FROM rocker/shiny:latest

RUN apt-get update -qq && apt-get -y --no-install-recommends install \
    libxml2-dev \
    libcairo2-dev \
    libsqlite3-dev \
    libmariadbd-dev \
    libpq-dev \
    libssh2-1-dev \
    unixodbc-dev \
    libcurl4-openssl-dev \
    libssl-dev \

RUN apt-get update && \
    apt-get upgrade -y && \
    apt-get clean

ADD app ./app

RUN Rscript -e 'install.packages("devtools"); devtools::install_github("chainsawriot/oolong")'


CMD ["R", "-e", "shiny::runApp('app', host = '', port = 3838)"]

Each line in a Dockerfile starts with a capitalized command. Following the Pareto principle, you only need to know 20% of the functionalities to deal with 80% of the situations.
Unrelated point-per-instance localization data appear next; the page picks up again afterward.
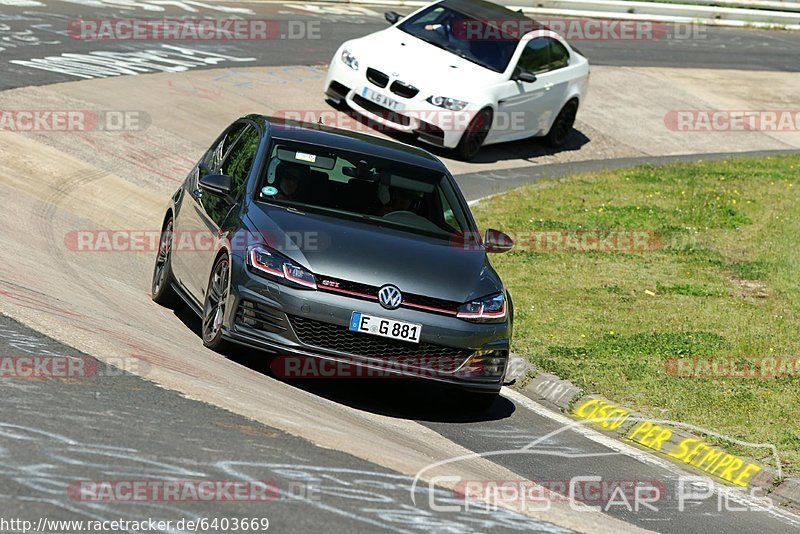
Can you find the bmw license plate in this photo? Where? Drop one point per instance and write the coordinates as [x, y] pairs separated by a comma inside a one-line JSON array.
[[385, 101], [380, 326]]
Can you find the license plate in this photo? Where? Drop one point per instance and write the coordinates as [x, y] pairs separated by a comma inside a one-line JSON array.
[[380, 326], [383, 100]]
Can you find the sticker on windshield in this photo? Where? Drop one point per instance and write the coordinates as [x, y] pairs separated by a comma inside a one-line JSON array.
[[302, 156]]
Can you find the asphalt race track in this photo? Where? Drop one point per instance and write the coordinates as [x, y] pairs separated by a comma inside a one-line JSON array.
[[342, 454]]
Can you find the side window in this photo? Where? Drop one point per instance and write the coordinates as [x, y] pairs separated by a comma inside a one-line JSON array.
[[238, 149], [559, 56], [535, 56], [239, 160], [213, 158]]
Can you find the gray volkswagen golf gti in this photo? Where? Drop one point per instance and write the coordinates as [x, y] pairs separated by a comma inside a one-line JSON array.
[[330, 246]]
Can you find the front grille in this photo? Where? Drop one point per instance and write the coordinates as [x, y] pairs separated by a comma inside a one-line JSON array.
[[381, 111], [260, 317], [339, 338], [377, 77], [403, 89], [338, 90]]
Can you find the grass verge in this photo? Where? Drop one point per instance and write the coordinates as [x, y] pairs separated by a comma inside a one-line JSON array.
[[718, 281]]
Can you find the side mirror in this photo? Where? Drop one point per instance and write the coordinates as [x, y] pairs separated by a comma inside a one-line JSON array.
[[497, 241], [392, 17], [524, 76], [218, 184]]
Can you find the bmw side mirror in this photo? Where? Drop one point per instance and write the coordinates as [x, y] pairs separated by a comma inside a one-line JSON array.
[[219, 184], [524, 76], [497, 241], [392, 17]]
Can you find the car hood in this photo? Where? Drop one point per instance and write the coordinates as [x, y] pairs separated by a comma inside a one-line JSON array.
[[395, 51], [375, 255]]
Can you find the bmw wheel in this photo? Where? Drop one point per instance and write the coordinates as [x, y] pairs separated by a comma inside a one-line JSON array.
[[562, 125], [161, 286], [214, 307], [475, 134]]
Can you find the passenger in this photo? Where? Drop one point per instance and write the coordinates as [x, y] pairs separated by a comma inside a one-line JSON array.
[[401, 200]]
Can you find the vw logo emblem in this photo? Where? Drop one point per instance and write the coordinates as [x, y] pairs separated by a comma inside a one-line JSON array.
[[390, 297]]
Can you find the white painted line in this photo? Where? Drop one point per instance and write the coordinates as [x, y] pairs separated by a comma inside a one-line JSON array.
[[735, 494]]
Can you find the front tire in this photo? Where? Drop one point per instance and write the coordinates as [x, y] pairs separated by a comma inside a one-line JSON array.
[[473, 137], [215, 305], [161, 285], [563, 124]]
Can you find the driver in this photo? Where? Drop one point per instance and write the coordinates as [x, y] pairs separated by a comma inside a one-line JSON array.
[[401, 200], [290, 178]]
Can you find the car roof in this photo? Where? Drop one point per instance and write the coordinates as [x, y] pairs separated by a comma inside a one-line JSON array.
[[330, 137]]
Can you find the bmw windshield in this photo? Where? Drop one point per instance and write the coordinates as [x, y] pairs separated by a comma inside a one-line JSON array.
[[463, 35], [349, 185]]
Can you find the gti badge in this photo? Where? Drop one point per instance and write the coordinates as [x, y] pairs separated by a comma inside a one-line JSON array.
[[390, 297]]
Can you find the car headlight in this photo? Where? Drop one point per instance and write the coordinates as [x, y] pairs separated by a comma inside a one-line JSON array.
[[447, 103], [349, 59], [266, 261], [486, 310]]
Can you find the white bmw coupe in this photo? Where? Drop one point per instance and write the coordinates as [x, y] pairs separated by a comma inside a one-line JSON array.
[[462, 74]]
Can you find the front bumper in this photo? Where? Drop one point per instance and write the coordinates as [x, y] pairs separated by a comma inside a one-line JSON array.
[[296, 322], [432, 124]]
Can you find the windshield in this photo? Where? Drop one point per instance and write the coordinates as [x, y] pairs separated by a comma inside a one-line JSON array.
[[463, 35], [350, 185]]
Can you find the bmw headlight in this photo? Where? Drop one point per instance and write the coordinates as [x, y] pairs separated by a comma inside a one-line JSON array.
[[266, 261], [490, 309], [447, 103], [349, 59]]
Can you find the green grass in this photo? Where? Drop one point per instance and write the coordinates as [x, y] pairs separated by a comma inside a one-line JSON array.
[[724, 284]]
Actually, that 20% functionalities are 4 commands: FROM, RUN, ADD, CMD. EXPOSE is an extra verb that you may also need to know.

FROM tells docker what is the basis of the docker image. In our case, we want to use rocker/shiny:latest. And then we use RUN to install dependencies and do system update. These actions are only triggered during the docker image creation step.

And then ADD: One uses ADD command to copy files or directories from your local machine to the docker image 4. In our case, we copy app into the docker image.

We RUN again. This time we tell docker to install the Github version of oolong.

EXPOSE is to expose a certain port for us to access the docker container.

Finally, CMD is the command you want docker to run, when you launch this image as a container. Usually, a Dockerfile should only have one CMD command. In this case, we want this docker container to run our exported oolong test. As you can see, the command is exactly the last bit of information in the last paragraph.

OK, we can now build our Docker image and then run the image as a container. Depending on the way you installed docker, you may need to sudo. In this case, we name the Docker container “chainsawriotisevil”.

docker build -t docker-oolong .
docker run -d --rm -p 3838:3838 --name "chainsawriotisevil" docker-oolong

Step 3: There’s no step 3!


Well, actually there’s no step 3.

You can access the dockerized version of the oolong from your browser: localhost:3838

If you really need a step 3.

You can stop the docker container.

docker stop chainsawriotisevil

Or even delete the docker image.

docker image rm docker-oolong

Theoretically, the file system of the docker container is not volatile. But oolong can’t take advantage of the fact… yet.


In this blog post, I illustrate how to dockerize an oolong test. In the process, you may have learned how to use Docker for both Shiny app development and deployment.


  1. Trust me, it creates more problems than solving your money problem. I have make a pledge not to use it again. Also, don’t use it casually like many political scientists in those big-name US universities. 

  2. Protesilaos Stavrou, a.k.a. Prot, wrote an excellent blog post on the moral lessons from switching to Emacs. And I borrow his notions of the difference between autonomy and heteronomy, as well as the concept of TINA here. 

  3. Recently, Musashi Harukawa (Oxon) also wrote an excellent piece on using Docker

  4. Actually, another way of doing it is to use COPY. It is not entirely true, but I usually consider ADD a superset of COPY. ADD has extra features such as auto-unpacking tar or fetching files from URL. COPY, as the name implies, do local copy.